Tuesday, April 10, 2007

The perfect hand

From: North Thompson Times
Apr 09 2007

It was an April “first” for Tom Noble and his partner Gloria Petre as they sat across from each other the morning of April Fool’s. A perfect hand of cribbage lay on the table, staring up at them. Three fives and a Jack had been dealt to Petre with the starter card turned over revealing a five in the same suit as the Jack. A perfect 29 hand.

At first the pair didn’t realize what had occurred.

“I think...” said Petre.

“I’ve never...” said Noble.

“I couldn’t believe my eyes,” Noble recalled, “I had to look at it again, and again.”

The couple get together at least two to three times a week to pit against each other in a friendly game of cribbage.

Neither has witnessed a genuine perfect hand dealt in their lifetime. “We figure we’ve got 120 years of card playing between us,” said Noble.

This was no April Fool’s trick. The highest score that can be achieved occurred during their third game of the morning. “I’ve had a 28 before,” claims Noble.
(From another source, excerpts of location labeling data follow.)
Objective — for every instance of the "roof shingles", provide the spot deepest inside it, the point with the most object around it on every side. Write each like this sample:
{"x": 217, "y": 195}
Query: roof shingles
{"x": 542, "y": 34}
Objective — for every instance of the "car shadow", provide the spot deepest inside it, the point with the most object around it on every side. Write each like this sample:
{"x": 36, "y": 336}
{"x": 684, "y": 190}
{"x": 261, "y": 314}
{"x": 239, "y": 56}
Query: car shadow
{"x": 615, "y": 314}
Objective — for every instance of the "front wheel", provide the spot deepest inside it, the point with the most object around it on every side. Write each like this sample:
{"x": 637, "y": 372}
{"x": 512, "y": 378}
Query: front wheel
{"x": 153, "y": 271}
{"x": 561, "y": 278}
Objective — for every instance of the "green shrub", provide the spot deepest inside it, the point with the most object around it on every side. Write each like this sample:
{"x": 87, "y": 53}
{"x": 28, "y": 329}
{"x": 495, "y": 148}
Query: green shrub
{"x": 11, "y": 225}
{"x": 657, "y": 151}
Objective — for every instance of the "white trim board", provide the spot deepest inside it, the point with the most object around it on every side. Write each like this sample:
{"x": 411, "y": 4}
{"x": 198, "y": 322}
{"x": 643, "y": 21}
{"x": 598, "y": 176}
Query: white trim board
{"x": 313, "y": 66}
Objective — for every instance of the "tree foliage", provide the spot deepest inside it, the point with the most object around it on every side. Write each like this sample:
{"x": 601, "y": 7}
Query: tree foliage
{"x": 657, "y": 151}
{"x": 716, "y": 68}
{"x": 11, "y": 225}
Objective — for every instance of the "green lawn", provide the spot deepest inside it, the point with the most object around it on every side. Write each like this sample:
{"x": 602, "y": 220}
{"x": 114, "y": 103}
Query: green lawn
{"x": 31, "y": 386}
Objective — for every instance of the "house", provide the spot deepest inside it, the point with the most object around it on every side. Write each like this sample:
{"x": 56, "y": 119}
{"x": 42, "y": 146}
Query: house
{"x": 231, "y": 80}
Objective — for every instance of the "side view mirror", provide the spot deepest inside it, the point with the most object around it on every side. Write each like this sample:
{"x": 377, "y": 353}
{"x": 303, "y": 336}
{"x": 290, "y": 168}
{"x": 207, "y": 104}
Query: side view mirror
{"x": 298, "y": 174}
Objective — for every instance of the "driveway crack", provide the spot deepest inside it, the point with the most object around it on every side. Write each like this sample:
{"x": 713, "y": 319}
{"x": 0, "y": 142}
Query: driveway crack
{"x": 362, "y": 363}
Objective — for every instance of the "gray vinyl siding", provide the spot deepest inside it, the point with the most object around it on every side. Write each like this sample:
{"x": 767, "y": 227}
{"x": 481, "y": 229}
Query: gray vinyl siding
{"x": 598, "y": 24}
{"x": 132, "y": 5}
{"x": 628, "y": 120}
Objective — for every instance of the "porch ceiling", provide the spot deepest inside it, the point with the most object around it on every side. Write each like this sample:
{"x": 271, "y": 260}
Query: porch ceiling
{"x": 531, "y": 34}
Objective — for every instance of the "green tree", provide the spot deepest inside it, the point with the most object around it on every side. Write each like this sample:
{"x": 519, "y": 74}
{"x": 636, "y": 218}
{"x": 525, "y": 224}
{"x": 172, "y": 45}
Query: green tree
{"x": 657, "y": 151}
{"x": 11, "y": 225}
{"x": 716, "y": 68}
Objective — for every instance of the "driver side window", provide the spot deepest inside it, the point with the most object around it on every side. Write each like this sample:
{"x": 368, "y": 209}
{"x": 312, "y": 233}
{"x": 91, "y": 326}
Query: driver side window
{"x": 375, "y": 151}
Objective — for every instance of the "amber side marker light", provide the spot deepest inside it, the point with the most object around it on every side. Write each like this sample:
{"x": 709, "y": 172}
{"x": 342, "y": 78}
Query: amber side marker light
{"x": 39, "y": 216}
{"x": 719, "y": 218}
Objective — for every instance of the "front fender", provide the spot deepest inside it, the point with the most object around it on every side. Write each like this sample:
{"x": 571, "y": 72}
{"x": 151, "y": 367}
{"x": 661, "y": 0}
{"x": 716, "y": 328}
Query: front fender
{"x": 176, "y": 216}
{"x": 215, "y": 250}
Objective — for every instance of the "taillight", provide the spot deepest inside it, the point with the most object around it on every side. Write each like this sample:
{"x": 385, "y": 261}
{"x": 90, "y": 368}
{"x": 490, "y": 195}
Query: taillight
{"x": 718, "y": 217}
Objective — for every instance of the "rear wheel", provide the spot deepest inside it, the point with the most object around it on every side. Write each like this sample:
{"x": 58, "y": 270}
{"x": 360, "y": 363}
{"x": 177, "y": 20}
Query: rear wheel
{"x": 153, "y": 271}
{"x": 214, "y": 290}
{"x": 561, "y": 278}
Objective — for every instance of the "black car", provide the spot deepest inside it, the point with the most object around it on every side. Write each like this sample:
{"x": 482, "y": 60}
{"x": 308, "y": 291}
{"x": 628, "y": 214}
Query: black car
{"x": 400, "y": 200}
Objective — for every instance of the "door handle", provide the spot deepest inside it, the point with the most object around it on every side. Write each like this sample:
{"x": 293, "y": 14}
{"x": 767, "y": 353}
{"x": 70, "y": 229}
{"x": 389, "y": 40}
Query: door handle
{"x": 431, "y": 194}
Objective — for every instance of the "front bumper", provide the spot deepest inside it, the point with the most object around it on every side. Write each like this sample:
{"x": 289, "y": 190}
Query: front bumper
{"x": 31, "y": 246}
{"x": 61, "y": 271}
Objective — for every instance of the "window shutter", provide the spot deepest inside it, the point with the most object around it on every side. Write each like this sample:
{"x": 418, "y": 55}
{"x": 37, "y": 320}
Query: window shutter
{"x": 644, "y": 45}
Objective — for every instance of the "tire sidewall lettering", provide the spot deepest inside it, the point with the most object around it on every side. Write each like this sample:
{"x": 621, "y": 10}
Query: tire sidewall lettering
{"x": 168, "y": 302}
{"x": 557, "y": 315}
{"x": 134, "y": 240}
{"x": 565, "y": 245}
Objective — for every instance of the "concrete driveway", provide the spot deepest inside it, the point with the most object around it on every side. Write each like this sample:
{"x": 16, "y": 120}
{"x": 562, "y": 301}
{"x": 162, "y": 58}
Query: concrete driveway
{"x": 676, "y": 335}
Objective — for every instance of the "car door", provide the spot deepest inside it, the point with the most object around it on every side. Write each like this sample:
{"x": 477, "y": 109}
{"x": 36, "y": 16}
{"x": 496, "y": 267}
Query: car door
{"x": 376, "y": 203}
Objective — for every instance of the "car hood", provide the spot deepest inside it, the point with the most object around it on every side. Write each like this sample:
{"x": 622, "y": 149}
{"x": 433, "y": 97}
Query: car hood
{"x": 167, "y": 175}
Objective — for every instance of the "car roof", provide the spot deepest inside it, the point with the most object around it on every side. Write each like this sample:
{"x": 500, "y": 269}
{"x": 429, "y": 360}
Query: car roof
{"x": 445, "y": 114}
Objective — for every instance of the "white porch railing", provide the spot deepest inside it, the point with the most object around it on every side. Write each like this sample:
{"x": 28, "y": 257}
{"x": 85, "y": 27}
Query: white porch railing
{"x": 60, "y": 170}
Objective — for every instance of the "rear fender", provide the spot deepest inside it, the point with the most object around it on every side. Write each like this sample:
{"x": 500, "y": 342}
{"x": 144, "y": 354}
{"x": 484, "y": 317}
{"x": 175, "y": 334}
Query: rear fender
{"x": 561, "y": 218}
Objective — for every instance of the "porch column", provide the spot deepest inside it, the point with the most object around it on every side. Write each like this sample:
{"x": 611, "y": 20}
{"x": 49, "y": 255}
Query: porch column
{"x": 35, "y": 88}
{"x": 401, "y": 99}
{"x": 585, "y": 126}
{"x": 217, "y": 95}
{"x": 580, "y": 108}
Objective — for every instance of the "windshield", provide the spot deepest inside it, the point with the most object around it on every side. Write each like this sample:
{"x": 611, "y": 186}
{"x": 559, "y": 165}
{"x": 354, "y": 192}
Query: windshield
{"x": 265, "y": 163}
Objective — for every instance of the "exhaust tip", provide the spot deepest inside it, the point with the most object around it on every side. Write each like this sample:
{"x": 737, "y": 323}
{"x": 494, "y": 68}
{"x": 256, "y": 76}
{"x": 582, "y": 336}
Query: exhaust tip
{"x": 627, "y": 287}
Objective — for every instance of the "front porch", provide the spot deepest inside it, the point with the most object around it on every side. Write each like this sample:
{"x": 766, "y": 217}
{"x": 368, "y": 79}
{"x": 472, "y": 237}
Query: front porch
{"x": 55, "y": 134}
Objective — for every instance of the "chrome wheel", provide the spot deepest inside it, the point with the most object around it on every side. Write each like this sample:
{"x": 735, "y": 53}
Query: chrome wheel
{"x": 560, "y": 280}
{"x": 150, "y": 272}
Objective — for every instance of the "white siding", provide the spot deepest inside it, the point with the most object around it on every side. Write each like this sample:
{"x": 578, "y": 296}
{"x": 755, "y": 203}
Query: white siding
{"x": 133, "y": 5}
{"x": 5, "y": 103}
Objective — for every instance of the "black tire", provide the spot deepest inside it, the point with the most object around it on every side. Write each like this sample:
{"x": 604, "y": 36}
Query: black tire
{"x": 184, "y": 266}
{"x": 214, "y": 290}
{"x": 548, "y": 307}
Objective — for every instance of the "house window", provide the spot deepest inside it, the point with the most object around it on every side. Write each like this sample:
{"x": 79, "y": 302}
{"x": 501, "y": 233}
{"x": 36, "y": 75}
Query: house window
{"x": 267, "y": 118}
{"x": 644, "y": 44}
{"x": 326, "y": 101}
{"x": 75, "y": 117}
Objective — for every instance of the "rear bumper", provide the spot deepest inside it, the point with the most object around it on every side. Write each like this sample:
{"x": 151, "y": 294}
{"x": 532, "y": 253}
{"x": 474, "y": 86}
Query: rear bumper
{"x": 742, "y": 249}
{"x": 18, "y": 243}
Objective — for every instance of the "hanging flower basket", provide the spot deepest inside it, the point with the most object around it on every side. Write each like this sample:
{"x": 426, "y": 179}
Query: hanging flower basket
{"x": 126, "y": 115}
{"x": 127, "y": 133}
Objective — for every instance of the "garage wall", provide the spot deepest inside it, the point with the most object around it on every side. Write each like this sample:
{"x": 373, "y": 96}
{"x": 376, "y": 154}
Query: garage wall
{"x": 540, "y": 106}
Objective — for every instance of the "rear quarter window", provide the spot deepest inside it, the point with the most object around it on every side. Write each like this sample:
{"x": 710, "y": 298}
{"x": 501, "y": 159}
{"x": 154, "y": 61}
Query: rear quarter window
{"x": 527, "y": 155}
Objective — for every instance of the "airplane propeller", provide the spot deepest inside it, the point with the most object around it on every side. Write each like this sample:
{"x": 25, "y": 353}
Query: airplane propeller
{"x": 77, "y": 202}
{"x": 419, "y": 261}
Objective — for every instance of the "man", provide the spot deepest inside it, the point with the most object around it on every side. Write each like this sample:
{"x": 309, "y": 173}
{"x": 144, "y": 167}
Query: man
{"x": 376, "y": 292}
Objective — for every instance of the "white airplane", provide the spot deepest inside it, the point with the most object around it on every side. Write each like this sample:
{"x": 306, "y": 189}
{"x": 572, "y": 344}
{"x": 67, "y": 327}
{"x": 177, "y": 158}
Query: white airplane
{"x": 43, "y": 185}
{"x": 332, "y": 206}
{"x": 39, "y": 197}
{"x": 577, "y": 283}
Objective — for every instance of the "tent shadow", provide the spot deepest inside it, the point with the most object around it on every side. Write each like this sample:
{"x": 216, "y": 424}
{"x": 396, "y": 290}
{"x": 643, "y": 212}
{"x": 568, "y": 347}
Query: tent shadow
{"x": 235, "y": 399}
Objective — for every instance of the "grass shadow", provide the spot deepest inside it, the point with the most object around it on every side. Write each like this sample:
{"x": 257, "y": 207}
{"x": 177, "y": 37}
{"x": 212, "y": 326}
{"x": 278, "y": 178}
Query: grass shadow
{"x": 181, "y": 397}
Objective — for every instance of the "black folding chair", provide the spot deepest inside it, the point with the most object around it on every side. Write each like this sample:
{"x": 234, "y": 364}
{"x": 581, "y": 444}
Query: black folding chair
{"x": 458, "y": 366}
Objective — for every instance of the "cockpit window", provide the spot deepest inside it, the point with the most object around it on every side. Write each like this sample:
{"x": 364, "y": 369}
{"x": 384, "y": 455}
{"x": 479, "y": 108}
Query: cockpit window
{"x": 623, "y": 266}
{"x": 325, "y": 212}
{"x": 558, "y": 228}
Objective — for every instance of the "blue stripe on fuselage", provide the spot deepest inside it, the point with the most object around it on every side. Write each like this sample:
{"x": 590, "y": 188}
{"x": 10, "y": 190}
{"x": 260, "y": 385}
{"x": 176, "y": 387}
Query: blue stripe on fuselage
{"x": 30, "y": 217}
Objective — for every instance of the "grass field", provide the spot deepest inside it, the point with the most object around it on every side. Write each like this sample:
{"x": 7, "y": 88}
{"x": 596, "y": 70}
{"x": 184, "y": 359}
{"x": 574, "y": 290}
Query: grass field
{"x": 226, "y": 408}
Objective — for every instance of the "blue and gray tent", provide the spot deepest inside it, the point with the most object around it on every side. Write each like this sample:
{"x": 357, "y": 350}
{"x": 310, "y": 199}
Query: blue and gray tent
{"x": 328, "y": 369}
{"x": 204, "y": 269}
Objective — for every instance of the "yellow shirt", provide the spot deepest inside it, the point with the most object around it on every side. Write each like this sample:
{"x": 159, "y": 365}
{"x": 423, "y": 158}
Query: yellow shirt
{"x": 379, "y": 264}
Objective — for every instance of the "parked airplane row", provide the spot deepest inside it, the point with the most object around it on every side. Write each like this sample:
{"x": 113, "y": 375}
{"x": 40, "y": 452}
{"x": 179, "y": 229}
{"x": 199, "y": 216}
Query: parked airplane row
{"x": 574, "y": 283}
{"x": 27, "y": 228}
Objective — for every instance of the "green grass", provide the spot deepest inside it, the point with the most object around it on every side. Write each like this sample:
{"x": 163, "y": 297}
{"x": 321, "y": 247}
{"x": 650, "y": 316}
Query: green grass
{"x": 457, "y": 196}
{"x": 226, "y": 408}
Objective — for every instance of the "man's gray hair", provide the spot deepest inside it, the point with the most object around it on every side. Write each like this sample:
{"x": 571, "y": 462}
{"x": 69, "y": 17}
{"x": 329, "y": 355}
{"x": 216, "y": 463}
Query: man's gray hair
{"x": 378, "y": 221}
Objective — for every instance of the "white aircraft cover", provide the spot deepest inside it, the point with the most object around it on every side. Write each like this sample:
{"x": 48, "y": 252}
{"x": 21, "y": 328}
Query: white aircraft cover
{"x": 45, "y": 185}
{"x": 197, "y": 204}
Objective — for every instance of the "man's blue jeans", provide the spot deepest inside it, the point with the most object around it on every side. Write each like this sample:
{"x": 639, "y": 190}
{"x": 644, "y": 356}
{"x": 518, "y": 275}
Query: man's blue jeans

It occurred during a ferry ride, “I was hooting and hollering; the whole ship could hear me!”

The tides may be turning for Petre.

“Usually I’m very lucky when I play cards with her,” said Noble. “She certainly won that game, and I got skunked to boot!”

Cribbage has been played since the early 17th century and has survived with no major changes as one of the most popular games enjoyed by the English-speaking world.

The odds of getting a 28 hand in a two-player game are one in 15,028.

There is a significant difference in achieving a perfect 29 hand in a two-player game. Odds are one in 216,580.

The odds triple if playing with three or four players (one in 649,740).